Julia displays error messages and doesn't display underscores when launched from Juno


#1

When I start Julia from Juno in Atom, I get the following error message:

sh: module: line 1: syntax error: unexpected end of file
sh: error importing function definition for `module'
sh: switchml: line 1: syntax error: unexpected end of file
sh: error importing function definition for `switchml'
Starting Julia...
INFO: Loading HttpServer methods...
               _
   _       _ _(_)_     |  A fresh approach to technical computing
  (_)     | (_) (_)    |  Documentation: https://docs.julialang.org
   _ _   _| |_  __ _   |  Type "?help" for help.
  | | | | | | |/ _` |  |
  | | |_| | | | (_| |  |  Version 0.6.3 (2018-05-28 20:20 UTC)
 _/ |\__'_|_|_|\__'_|  |
|__/                   |  x86_64-redhat-linux

WARNING: Atom.jl: unrecognised message connected.

Interestingly, the underscores are still there (as evidenced by the pasted message above) and they still matter (var_1 is distinct from var 1 even though both display as “var 1”), but just aren’t displayed. Julia seems functional, but I would prefer to correct whatever’s causing the error messages at the beginning.

The only file named “switchml” I can find on my system is in /usr/share/Modules/init/ksh-functions/switchml. I don’t get these errors when I launch Julia from Konsole.

This is on Fedora 28, KDE spin. Any help is appreciated.


#2

Update: I downloaded and installed Julia, Atom, and Juno on another computer running Fedora 28 KDE. With a fresh install, both problems (the error messages and the missing underscores) still persist.

I also downloaded and compiled the source for Julia 1.0.0. Using Julia 1, an error message appeared after downloading and compiling all packages on the first run: WARNING: could not import Base.endof into StringDistances

After stopping and restarting Julia, I don’t get any error messages. Underscores still aren’t displayed.

Additionally, I downloaded the source for Atom and ran the bootstrap script, then started it in dev mode. The bootstrapped version of Atom still gives the “Atom.jl: unrecognised message connected.” warning each time I start Julia 0.6.3, but there are no shell error messages like there are with the version installed via rpm.


#3

The

sh: module: line 1: syntax error: unexpected end of file
sh: error importing function definition for `module'
sh: switchml: line 1: syntax error: unexpected end of file
sh: error importing function definition for `switchml'

error seems similar to this:


which can be resolved be removing scl-utils. You might want to try that.


WARNING: could not import Base.endof into StringDistances and WARNING: Atom.jl: unrecognised message connected. are harmless and can be ignored (and will be fixed with the next release of those packages).


I’m pretty sure this error is unrelated to the ones above. Can you go to Settings -> Editor -> Font Family and a) tell me what it is set to and b) set it to some other font you have installed?


#4

I don’t have scl-utils installed, so I can’t try removing it, unfortunately.

The editor font family is set to Default: Menlo, Consolas, DejaVu Sans Mono, monospace

I tried editing it to use Liberation Sans. Although I have the font installed, the editor will only display Liberation for some reason. Still, underscores are correctly displayed.

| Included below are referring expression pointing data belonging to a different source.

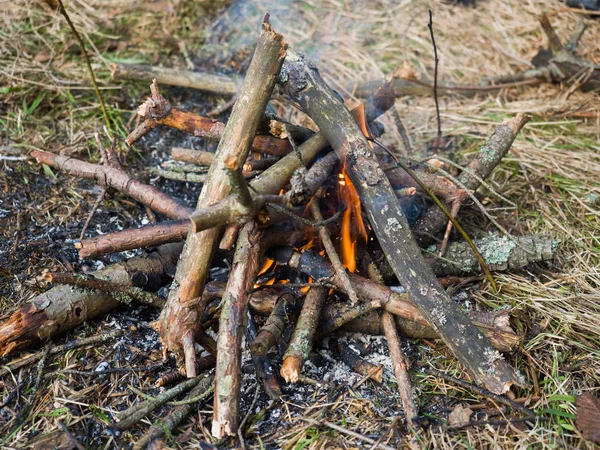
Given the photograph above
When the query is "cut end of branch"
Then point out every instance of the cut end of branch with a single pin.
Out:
(290, 369)
(517, 122)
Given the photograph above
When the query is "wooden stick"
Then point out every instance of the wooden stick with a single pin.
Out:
(131, 238)
(131, 416)
(302, 83)
(262, 365)
(200, 157)
(232, 326)
(157, 111)
(179, 319)
(400, 367)
(271, 181)
(218, 84)
(64, 307)
(490, 155)
(355, 362)
(111, 177)
(301, 342)
(274, 326)
(123, 294)
(332, 253)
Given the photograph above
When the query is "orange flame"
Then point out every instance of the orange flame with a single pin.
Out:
(352, 215)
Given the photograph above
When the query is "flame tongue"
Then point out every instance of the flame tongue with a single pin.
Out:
(353, 226)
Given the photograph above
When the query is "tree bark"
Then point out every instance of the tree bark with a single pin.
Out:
(301, 342)
(111, 177)
(180, 318)
(489, 156)
(232, 327)
(64, 307)
(302, 83)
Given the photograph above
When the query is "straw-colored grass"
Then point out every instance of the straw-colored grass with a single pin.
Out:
(551, 174)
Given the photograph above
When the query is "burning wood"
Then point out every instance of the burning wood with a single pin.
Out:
(295, 182)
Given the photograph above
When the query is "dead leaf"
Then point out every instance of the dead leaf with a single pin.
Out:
(460, 415)
(588, 416)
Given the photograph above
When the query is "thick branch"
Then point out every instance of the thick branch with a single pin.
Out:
(64, 307)
(489, 156)
(180, 317)
(111, 177)
(232, 326)
(218, 84)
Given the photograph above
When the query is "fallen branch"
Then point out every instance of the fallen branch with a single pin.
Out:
(123, 294)
(232, 327)
(374, 295)
(64, 307)
(179, 319)
(128, 418)
(272, 180)
(111, 177)
(301, 342)
(355, 362)
(262, 365)
(199, 393)
(132, 238)
(218, 84)
(400, 367)
(157, 111)
(271, 331)
(302, 83)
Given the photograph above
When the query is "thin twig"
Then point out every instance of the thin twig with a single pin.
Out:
(479, 390)
(63, 11)
(437, 106)
(331, 252)
(452, 219)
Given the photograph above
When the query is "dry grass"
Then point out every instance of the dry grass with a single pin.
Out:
(551, 174)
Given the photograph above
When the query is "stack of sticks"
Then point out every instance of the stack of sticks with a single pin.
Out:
(267, 190)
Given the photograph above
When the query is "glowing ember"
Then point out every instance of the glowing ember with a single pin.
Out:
(353, 226)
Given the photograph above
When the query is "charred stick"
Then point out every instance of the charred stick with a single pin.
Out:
(111, 177)
(123, 294)
(271, 331)
(200, 157)
(64, 307)
(332, 253)
(489, 156)
(301, 342)
(400, 367)
(262, 365)
(272, 180)
(374, 295)
(355, 362)
(231, 330)
(131, 416)
(264, 301)
(199, 392)
(218, 84)
(179, 319)
(132, 238)
(303, 84)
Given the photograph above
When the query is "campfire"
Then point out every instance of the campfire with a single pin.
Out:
(319, 235)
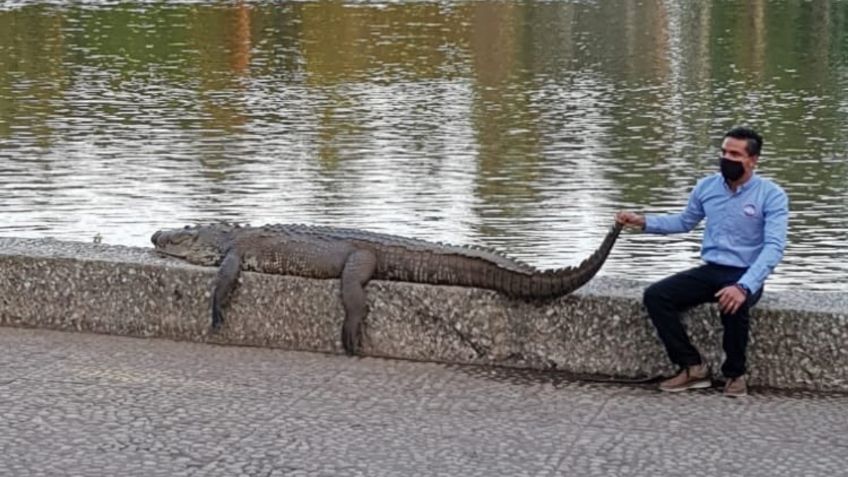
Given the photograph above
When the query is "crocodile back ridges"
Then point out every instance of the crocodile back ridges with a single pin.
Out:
(413, 248)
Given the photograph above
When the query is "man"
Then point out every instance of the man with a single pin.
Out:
(743, 241)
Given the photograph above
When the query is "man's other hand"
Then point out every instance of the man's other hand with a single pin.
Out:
(730, 298)
(630, 219)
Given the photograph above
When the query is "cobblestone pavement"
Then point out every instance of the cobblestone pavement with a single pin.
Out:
(89, 405)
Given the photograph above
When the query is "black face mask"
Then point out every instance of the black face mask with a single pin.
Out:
(731, 170)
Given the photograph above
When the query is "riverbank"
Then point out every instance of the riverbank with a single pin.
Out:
(798, 339)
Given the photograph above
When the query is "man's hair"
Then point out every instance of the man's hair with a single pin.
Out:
(754, 140)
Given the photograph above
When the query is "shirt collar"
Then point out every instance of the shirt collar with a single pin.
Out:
(747, 185)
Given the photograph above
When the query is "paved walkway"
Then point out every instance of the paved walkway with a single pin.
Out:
(89, 405)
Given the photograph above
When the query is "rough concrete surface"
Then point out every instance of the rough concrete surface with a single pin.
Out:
(93, 405)
(798, 339)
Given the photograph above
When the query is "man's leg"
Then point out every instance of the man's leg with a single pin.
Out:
(735, 340)
(667, 298)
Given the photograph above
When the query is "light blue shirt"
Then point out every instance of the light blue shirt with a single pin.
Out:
(744, 229)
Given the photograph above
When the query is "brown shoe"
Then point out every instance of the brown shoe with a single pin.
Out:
(736, 387)
(693, 377)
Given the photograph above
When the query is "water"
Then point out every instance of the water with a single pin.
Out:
(519, 125)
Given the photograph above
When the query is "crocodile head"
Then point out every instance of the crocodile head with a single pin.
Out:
(201, 245)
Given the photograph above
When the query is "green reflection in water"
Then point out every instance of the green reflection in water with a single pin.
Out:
(624, 100)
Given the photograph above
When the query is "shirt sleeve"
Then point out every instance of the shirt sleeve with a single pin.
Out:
(776, 226)
(682, 222)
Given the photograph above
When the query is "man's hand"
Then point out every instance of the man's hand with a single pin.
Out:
(730, 298)
(630, 219)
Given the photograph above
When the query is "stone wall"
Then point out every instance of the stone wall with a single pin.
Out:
(798, 339)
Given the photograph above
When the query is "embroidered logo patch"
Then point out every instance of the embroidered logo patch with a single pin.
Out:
(750, 210)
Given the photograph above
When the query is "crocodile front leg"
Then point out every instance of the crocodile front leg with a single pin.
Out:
(358, 269)
(225, 282)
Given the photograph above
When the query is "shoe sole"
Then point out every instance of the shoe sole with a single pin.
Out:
(695, 385)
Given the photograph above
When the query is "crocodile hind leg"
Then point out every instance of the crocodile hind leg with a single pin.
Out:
(358, 269)
(225, 282)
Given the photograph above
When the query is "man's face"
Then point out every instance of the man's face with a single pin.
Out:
(735, 150)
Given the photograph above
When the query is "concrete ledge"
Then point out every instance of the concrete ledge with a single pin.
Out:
(798, 339)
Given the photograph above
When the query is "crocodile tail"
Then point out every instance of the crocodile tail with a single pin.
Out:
(553, 283)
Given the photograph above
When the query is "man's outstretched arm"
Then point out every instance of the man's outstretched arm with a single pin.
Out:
(667, 224)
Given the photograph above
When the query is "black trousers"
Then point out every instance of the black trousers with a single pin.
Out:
(669, 297)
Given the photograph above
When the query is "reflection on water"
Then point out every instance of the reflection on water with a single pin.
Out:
(518, 125)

Underscores are also correctly displayed for Menlo, Consolas, DejaVu, DejaVu Sans, and monospace. Only when DejaVu Sans Mono is enabled do the underscores disappear.

I tested DejaVu Sans Mono in LibreOffice Writer and Konsole. Both display underscores normally. I even started Julia in Konsole and the ASCII logo is displayed with all underscores intact, no matter what style or font size I select. The issue seems to be with either Atom or Juno.


#5

Alright, I’m afraid you’ll have to use another font for now. This is an upstream issue I can’t really do much about (same thing happens in VSCode too):

I still suspect the sh: error importing function ... error happens because there’s something weird about your system, but am not sure what it could be.